Saturday, September 26, 2009

Private Quarters

August Strindberg has been at the back of my mind, like a stern shadow of Northern European wind-chill, since the show at Tate Modern four years ago. I occasionally pick up the catalogue, particularly when I want to look at really free, small-scale painterly landscape. Somehow his worked is twinned in my mind with the young German painter Uwe Henneken whose work is little known in this country but who shows frequently in New York and Berlin, and whose non-figurative works are sometimes strikingly similar. Henneken also uses the form of the oval and and paints landscapes with foregrounds that inhabit the edges of the picture, that look like a doorway, a surround. Landscape as gateway. I look at reproductions of their work together; turning pages simultaneously. They shed light on each other.

I was recently in Stockholm, land of Strindberg, and took the opportunity to visit Strindberg's apartment, now preserved as a museum. Strindberg lived in some 25 apartments in Stockholm however the Strindbergsmuset is the last surviving and where he spent his final years before his death in 1912.

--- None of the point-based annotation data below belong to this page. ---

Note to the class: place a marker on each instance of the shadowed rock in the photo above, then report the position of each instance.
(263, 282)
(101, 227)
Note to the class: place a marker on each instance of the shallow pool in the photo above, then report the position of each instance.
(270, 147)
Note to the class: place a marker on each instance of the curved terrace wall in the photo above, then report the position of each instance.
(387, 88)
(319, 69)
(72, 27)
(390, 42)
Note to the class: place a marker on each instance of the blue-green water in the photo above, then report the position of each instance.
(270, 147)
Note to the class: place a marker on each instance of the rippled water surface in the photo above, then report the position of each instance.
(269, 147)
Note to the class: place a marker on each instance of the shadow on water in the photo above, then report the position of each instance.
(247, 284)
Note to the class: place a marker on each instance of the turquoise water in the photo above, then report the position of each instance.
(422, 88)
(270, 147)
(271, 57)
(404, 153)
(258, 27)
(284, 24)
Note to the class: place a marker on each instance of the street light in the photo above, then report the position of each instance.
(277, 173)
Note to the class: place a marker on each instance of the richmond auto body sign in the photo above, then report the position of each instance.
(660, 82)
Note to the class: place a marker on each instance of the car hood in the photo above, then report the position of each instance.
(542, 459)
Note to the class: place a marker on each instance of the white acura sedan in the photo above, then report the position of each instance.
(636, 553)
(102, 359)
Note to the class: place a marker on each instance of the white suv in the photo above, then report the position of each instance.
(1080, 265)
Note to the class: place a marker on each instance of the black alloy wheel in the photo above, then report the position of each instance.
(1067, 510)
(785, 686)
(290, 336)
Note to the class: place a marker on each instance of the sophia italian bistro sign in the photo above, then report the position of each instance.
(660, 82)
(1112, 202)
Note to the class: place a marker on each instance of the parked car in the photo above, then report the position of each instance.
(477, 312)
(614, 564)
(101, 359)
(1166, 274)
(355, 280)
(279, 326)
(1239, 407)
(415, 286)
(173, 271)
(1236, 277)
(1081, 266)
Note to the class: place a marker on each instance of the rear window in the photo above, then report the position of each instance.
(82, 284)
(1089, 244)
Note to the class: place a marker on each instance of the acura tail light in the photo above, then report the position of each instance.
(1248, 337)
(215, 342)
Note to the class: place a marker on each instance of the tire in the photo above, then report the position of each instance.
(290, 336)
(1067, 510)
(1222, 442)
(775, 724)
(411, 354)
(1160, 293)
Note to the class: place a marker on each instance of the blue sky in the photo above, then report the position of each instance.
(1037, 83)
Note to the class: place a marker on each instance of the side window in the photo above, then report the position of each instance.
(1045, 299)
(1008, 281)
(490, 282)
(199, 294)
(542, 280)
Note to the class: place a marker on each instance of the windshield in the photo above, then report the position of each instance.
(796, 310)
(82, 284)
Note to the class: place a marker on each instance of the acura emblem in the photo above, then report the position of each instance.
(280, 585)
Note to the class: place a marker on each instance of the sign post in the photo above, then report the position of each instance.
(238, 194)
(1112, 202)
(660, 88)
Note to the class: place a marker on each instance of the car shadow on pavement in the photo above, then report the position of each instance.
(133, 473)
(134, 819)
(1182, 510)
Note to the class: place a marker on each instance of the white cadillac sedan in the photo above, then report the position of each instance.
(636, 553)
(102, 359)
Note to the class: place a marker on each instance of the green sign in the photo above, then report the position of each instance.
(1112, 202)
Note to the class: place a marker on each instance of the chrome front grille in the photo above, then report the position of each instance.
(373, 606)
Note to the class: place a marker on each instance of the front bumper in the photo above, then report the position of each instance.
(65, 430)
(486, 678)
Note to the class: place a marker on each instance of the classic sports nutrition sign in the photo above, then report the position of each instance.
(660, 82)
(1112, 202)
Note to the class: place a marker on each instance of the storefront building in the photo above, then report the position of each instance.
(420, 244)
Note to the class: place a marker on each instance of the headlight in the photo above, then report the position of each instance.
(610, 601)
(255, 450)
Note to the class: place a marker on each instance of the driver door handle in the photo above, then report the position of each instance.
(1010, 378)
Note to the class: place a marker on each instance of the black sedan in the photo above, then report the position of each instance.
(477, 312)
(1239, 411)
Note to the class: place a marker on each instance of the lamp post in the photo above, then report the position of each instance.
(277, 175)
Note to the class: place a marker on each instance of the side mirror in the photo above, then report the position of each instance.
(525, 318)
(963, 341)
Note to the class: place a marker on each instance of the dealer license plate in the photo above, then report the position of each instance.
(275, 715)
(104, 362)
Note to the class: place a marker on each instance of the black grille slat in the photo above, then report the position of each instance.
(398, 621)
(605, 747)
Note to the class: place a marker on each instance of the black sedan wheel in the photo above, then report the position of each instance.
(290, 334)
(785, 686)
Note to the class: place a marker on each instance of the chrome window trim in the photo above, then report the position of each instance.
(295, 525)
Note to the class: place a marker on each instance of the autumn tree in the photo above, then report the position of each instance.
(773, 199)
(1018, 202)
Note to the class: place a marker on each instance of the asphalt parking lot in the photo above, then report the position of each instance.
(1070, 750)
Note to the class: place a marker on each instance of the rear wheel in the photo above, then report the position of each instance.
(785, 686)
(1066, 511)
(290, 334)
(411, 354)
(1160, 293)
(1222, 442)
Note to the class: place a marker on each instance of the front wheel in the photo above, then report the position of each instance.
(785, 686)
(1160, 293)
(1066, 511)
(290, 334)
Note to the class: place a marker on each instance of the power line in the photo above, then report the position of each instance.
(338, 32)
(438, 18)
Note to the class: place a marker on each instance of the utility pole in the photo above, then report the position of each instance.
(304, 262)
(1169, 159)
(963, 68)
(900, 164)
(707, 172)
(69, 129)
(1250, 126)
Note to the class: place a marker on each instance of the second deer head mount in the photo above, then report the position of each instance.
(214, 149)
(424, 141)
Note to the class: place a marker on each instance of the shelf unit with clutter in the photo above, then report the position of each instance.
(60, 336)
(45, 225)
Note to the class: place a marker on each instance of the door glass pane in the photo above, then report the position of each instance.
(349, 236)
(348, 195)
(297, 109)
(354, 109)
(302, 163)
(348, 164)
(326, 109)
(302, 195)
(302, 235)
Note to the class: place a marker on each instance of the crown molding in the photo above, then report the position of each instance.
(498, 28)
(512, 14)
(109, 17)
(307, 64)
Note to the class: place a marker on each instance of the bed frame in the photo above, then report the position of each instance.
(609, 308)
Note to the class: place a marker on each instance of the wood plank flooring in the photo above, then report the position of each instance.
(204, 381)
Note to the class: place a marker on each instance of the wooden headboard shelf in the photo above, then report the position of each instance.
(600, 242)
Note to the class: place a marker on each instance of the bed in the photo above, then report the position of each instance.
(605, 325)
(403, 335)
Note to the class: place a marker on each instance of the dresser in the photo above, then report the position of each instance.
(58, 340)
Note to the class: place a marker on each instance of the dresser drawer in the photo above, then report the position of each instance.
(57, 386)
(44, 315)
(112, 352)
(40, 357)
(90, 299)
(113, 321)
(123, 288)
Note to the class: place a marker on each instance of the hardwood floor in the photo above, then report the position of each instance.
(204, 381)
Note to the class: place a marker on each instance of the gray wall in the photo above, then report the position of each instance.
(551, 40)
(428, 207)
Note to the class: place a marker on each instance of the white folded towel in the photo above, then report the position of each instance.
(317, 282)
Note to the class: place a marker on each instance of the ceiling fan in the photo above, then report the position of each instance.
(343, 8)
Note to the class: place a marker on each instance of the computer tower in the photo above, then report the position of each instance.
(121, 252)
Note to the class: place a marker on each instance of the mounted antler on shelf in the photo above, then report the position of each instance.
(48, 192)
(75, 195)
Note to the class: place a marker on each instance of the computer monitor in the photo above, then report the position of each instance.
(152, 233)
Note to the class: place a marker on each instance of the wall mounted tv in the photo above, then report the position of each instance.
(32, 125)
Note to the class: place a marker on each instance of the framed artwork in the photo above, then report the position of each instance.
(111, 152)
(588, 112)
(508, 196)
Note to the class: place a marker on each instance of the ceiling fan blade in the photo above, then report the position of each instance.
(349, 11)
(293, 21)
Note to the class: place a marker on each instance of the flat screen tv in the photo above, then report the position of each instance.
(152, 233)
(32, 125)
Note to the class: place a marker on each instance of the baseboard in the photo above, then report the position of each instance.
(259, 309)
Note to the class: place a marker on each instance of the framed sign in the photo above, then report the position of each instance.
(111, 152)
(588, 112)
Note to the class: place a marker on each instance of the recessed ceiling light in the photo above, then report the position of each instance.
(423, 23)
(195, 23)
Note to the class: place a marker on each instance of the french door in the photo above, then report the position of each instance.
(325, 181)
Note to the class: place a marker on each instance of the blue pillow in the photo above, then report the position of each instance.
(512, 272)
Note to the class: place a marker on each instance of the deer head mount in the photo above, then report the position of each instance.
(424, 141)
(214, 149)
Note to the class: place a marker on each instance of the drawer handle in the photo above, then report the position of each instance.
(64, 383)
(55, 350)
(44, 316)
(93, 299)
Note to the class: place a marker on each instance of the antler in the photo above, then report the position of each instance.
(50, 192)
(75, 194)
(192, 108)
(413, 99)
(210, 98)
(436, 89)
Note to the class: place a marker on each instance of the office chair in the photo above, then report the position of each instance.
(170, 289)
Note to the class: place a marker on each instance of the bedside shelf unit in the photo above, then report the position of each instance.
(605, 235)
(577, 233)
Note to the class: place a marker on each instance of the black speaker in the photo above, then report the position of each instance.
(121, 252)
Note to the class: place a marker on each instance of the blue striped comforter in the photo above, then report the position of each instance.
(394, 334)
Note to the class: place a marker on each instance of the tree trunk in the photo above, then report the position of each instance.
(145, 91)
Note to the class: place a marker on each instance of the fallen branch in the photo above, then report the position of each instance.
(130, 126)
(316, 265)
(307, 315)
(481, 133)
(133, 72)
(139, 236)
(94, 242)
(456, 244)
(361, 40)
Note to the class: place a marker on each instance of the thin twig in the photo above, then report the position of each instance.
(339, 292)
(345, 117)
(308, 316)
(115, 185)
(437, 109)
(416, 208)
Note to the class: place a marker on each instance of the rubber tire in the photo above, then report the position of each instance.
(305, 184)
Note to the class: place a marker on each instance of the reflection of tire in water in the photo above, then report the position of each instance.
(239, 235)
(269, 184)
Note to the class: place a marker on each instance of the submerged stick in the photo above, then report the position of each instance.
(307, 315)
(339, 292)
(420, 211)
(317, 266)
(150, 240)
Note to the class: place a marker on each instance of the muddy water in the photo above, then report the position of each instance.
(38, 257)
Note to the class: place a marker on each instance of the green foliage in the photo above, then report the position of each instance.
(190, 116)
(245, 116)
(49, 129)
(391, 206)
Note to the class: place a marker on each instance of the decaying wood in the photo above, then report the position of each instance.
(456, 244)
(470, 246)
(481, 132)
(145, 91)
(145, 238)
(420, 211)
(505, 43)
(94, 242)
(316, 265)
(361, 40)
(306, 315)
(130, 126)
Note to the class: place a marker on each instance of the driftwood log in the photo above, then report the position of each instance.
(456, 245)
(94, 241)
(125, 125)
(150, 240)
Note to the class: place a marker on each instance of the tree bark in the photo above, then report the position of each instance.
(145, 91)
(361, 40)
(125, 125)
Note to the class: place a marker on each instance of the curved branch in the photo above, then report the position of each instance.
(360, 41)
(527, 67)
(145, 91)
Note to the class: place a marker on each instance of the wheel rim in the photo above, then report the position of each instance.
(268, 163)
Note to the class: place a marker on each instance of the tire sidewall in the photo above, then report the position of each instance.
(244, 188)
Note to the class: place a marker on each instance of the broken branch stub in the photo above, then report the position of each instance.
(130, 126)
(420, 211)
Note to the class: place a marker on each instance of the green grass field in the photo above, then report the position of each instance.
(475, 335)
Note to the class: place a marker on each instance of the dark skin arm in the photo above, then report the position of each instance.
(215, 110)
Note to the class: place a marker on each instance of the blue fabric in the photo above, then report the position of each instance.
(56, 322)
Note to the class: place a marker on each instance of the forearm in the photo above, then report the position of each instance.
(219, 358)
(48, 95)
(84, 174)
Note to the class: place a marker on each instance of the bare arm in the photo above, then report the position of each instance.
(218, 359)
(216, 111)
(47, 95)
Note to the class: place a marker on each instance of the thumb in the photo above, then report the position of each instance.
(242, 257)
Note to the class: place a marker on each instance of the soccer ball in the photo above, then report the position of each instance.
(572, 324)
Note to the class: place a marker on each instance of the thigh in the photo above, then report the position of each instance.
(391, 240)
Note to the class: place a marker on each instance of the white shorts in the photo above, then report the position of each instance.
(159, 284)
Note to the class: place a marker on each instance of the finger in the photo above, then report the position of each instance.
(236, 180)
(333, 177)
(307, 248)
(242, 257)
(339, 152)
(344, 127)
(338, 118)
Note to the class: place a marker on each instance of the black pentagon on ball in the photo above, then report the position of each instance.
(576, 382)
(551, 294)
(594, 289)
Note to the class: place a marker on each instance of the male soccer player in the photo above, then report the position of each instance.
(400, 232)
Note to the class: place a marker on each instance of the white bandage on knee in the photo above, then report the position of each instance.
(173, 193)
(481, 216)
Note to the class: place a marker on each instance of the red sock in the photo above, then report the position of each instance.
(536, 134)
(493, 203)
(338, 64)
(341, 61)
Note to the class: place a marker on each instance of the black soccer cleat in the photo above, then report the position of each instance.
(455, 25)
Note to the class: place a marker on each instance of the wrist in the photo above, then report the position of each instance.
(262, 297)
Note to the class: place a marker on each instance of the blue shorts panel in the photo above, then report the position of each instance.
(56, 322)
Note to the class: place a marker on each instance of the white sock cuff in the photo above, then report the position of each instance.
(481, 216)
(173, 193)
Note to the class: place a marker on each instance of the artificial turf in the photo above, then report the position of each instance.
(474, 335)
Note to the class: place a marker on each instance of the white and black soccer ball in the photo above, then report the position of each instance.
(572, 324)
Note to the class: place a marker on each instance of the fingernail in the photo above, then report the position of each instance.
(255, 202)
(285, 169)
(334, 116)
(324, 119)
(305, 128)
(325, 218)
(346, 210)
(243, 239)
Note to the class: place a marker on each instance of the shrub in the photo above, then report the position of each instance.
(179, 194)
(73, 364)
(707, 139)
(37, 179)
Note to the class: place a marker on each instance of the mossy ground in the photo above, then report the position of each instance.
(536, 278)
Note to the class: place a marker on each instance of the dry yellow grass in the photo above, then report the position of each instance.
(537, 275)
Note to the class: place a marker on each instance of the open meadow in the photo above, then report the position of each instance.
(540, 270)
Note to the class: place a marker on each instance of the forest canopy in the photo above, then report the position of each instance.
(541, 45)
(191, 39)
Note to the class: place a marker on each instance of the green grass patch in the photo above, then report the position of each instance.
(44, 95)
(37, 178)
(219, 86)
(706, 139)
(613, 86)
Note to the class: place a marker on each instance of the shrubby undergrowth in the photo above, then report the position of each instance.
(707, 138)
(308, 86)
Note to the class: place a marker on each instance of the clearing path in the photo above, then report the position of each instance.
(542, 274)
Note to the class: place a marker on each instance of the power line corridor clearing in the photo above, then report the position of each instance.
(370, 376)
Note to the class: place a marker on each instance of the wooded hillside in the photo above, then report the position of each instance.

The apartment at the top of a grand house, reached by rickety old lift, but I preferred to take the stairs. An adjoining flat is a museum proper, with paintings and papers, posters of Strindberg plays and props in display cases. There is also a small bookshop and on a separate floor the Strindberg library, but the flat is what people really come to see.

You have to put covers over your shoes and you enter into a small hallway, off which is a tiny neat bathroom. The flat is dark, bookish, masculine; it comprises only three small rooms, and would be musty if it were not so well kept. There is a hushed reverential atmosphere as tourists, a handful at a time, pad through the preserved three rooms in their big plastic slippers. A sign tells you the furnishings are mostly replias, as close to the originals as possible, but that the furniture and books, the fixtures and fittings, are all Strindberg's.

I enjoyed looking around the sitting room, which with its piano and dining table looks like it has played host to a thousand earnest conversations. It is all dark reds and greens, brass gas lamps, and heavy drapery. The scene of a séance. I inspected the writing desk, which is as he left it but I was beginning to feel voyeuristically ghoulish. We were at one stage alone in the flat, but even so I was beginning to have the very odd sensation that I was being watched, and when I turned into the bedroom, that most personal of spaces, I apologised inwardly to Mr Strindberg. The flat is interesting, but I'm not so sure how valuable it is to look over a dead artist's effects; I realy felt as though I was intruding.